Not curry as that's being covered on Friday. Not too expensive - would like to drink wine. It's me and Chemistry so romantic and grown up (ish) with like candles or raucous if the people watching would be good. We're staying on Broad Street but generally the canals and between all the stations (new, moor, hill) is within walking distance yeah. Oh and if the chairs in the restaurant have arms that would be a bonus but not essential.
Erm. We eat most things tbh.

And we do this every now and again so recs for future also appreciated.


----------



## Yelkcub (Aug 7, 2014)

Who do I confuse you with? I'm thinking wtf does an Aussie want in Brum, but you're not an Aussie, are you?


----------



## marty21 (Aug 7, 2014)

http://www.andersonsbarandgrill.co.uk/#!the-gallery/c1513

we went here a couple of years ago - had a lovely meal - it's near the Jewelry Quarter, we walked there from the centre of town, no idea how far it is away from Broad Street.


----------



## Zapp Brannigan (Aug 7, 2014)

Kinnaree Thai restaurant.  Out the back of the Mailbox looking out over the canal, reasonable for price (depends on what you class as reasonable obv, but it's ok by me!).  Sizzling platters highly recommended, as is the panang curry.

Www.Kinnaree.co.uk


----------



## purenarcotic (Aug 7, 2014)

Cielo in Brindley Place (just off Broad St) is nice; reasonably priced, decent Italian food.  There's a lot of bars and restaurants at Brindley Place so might be worth having a wander around to see what you fancy.  The Mailbox has a few eating places; generally it's all chain stuff so I don't know if you'd want that or if you want independent.  The Bull Ring has a lot of chain restaurants like Browns and Wagamamas etc. 

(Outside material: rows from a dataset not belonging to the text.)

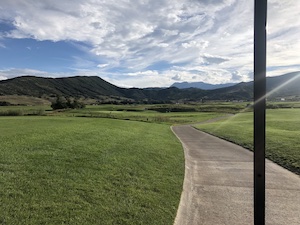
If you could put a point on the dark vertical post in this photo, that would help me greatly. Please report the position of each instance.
(260, 19)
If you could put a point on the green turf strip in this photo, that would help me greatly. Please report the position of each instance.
(282, 134)
(56, 170)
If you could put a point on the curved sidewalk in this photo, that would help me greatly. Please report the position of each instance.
(218, 184)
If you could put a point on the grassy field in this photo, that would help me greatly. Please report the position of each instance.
(68, 170)
(143, 113)
(282, 130)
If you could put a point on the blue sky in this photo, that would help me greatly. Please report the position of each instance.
(144, 43)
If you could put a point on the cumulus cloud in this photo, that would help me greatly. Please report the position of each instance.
(209, 40)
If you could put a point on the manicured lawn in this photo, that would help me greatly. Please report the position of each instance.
(70, 170)
(282, 130)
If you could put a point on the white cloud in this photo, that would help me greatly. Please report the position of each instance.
(209, 40)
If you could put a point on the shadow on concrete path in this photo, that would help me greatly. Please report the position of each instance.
(218, 184)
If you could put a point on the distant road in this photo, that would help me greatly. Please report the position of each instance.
(218, 184)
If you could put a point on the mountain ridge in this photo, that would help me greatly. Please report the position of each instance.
(95, 87)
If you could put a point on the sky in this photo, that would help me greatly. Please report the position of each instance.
(145, 43)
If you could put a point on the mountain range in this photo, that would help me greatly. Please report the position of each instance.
(285, 86)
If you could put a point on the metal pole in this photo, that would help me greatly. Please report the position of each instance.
(260, 19)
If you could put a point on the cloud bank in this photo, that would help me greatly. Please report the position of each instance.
(155, 43)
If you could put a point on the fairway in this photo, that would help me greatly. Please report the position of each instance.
(282, 134)
(68, 170)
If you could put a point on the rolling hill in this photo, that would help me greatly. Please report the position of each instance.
(285, 86)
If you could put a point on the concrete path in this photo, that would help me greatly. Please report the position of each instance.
(218, 184)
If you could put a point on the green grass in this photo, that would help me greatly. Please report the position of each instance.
(139, 113)
(282, 134)
(68, 170)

If you fancy a Chinese, Chung Ying Garden does bloody immense dim sum; it's probably 15 minutes walk or so from Broad St.


----------



## wtfftw (Aug 7, 2014)

Ta folks. 



Yelkcub said:


> Who do I confuse you with? I'm thinking wtf does an Aussie want in Brum, but you're not an Aussie, are you?

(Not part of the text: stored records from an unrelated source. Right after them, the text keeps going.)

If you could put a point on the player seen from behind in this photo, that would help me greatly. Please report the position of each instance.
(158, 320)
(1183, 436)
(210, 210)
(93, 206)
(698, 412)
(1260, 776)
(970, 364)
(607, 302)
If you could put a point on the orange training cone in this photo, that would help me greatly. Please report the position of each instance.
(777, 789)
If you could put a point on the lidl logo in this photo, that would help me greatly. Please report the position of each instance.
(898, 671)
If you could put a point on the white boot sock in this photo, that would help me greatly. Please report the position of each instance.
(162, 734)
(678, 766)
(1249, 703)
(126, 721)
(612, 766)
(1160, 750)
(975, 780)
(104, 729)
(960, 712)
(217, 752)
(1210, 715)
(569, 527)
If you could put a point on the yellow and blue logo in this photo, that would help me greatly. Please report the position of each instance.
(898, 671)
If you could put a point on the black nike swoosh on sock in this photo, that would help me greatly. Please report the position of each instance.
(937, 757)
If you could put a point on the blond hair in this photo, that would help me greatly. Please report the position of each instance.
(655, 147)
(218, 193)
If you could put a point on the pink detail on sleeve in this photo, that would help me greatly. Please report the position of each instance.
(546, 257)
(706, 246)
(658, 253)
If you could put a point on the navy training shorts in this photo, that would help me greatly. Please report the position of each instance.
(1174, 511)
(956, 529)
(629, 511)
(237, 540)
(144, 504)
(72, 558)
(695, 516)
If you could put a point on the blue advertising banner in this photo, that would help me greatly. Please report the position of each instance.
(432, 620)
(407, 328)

I r Londoner. Wrysmile is Aussie perhaps? Or I do have the same dress as such and such....


----------



## Yelkcub (Aug 7, 2014)

wtfftw said:


> Ta folks.
> 
> 
> I r Londoner. Wrysmile is Aussie perhaps? Or I do have the same dress as such and such....


 
Such! That's it. Do you look/post/opine similarly?


----------



## wtfftw (Aug 7, 2014)

Yelkcub said:


> Such! That's it. Do you look/post/opine similarly?


Possibly.


----------



## Yelkcub (Aug 7, 2014)

wtfftw said:


> Possibly.


Ok. Derail over. As you were wtfftw/Such hybrid.


----------



## wtfftw (Aug 7, 2014)

I'm taking it as a compliment. I like such and such


----------



## aqua (Aug 8, 2014)

What about bodega? http://bodegacantina.co.uk/ same company also own the Jekyll and Hyde, a gin bar


----------



## Pickman's model (Aug 8, 2014)

aqua said:


> What about bodega? http://bodegacantina.co.uk/ same company also own the Jekyll and Hyde, a gin bar


i remember meeting you for a curry some years back, with some other urbanites. d'you recall the name of the restaurant?


----------



## aqua (Aug 8, 2014)

Pickman's model said:


> i remember meeting you for a curry some years back, with some other urbanites. d'you recall the name of the restaurant?


Are you sure? I didn't think we had met, certainly not out of London??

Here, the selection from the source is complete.